Recognizing a turning point in any industry is much easier once it’s already happened than it is to recognize a turning point at the inflection point itself.
SHN reporter, Emily Study ( http://bit.ly/VyHz7i ) writes about “HCN’s New Big Bet on Post-Acute Care Signals Industry Sea Change.” This is an insightful article and if one is doing a SWOT (Strengths, Weakness, Opportunity, Threat) Analysis for a nursing home, one would classify this in the “Threat” category.
Nursing homes that provide primarily long-term care rely on private pay and Medicare via short-term rehab to make up for the revenue short-fall that is built into the Medicaid reimbursement calculation (Medicaid is calculated to provide roughly 80% of the cost of providing nursing home care). That leaves a 20% cost gap that has to be made up by the care providers by other types of payors. Those other “payors” are private individuals and Medicare.
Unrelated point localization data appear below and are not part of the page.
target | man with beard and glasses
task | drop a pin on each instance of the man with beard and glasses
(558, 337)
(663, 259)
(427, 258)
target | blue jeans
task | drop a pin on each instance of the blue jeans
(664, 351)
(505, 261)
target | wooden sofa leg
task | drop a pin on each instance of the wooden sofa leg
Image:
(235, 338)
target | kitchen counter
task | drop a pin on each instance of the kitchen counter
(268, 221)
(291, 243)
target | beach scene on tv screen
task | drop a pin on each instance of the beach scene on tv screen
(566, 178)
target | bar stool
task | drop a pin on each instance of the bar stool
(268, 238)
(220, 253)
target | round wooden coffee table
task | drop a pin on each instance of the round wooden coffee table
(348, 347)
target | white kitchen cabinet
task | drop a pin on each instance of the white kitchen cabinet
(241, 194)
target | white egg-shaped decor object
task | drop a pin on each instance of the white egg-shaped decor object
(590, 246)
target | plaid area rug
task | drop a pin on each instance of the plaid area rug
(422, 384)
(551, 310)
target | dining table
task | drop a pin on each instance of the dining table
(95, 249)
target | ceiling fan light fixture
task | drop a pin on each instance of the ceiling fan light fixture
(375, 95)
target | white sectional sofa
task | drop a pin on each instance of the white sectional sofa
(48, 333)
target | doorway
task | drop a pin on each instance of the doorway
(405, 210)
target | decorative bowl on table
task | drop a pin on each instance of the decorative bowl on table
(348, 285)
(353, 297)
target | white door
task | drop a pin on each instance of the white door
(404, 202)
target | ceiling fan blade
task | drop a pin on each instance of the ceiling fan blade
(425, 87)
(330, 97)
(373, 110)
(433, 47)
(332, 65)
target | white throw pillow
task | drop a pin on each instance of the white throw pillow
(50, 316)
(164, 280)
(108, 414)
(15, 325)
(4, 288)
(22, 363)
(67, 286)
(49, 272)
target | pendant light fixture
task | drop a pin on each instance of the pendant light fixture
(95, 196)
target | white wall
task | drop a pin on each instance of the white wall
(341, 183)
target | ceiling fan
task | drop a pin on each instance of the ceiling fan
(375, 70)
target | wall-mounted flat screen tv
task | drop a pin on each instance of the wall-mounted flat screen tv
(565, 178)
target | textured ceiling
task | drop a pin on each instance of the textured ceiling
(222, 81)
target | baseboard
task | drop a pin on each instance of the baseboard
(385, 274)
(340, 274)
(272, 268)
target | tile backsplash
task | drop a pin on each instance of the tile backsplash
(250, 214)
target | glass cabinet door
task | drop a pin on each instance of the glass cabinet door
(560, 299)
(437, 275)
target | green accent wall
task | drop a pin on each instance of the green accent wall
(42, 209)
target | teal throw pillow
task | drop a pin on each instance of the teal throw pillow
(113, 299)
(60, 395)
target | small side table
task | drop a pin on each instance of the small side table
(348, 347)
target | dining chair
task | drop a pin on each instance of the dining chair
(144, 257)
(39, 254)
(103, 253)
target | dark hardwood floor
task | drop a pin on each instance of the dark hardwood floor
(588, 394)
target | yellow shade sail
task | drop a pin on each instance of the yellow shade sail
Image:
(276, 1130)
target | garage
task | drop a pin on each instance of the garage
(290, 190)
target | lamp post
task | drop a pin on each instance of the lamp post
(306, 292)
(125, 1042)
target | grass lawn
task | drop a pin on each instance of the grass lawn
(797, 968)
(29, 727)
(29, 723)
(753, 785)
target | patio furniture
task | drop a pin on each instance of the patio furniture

The reason this is a sea change (or one may call it a “turning point” or a “competitive threat”) is that when a significant number of new buildings that are purpose-built to provide services specifically to private individuals and Medicare residents, that leaves the traditional nursing home without a revenue source that they have relied on for years to make up the short-fall of Medicaid reimbursement.
It might seem like a long, complicated chain of reimbursement that is difficult to follow (and it is), but the competitive threat to traditional long-term care nursing homes is real and properties with mostly Medicaid residents will need to find a way to compete with the Post-Acute “new guy on the block” as represented by Health Care REIT and Main Street.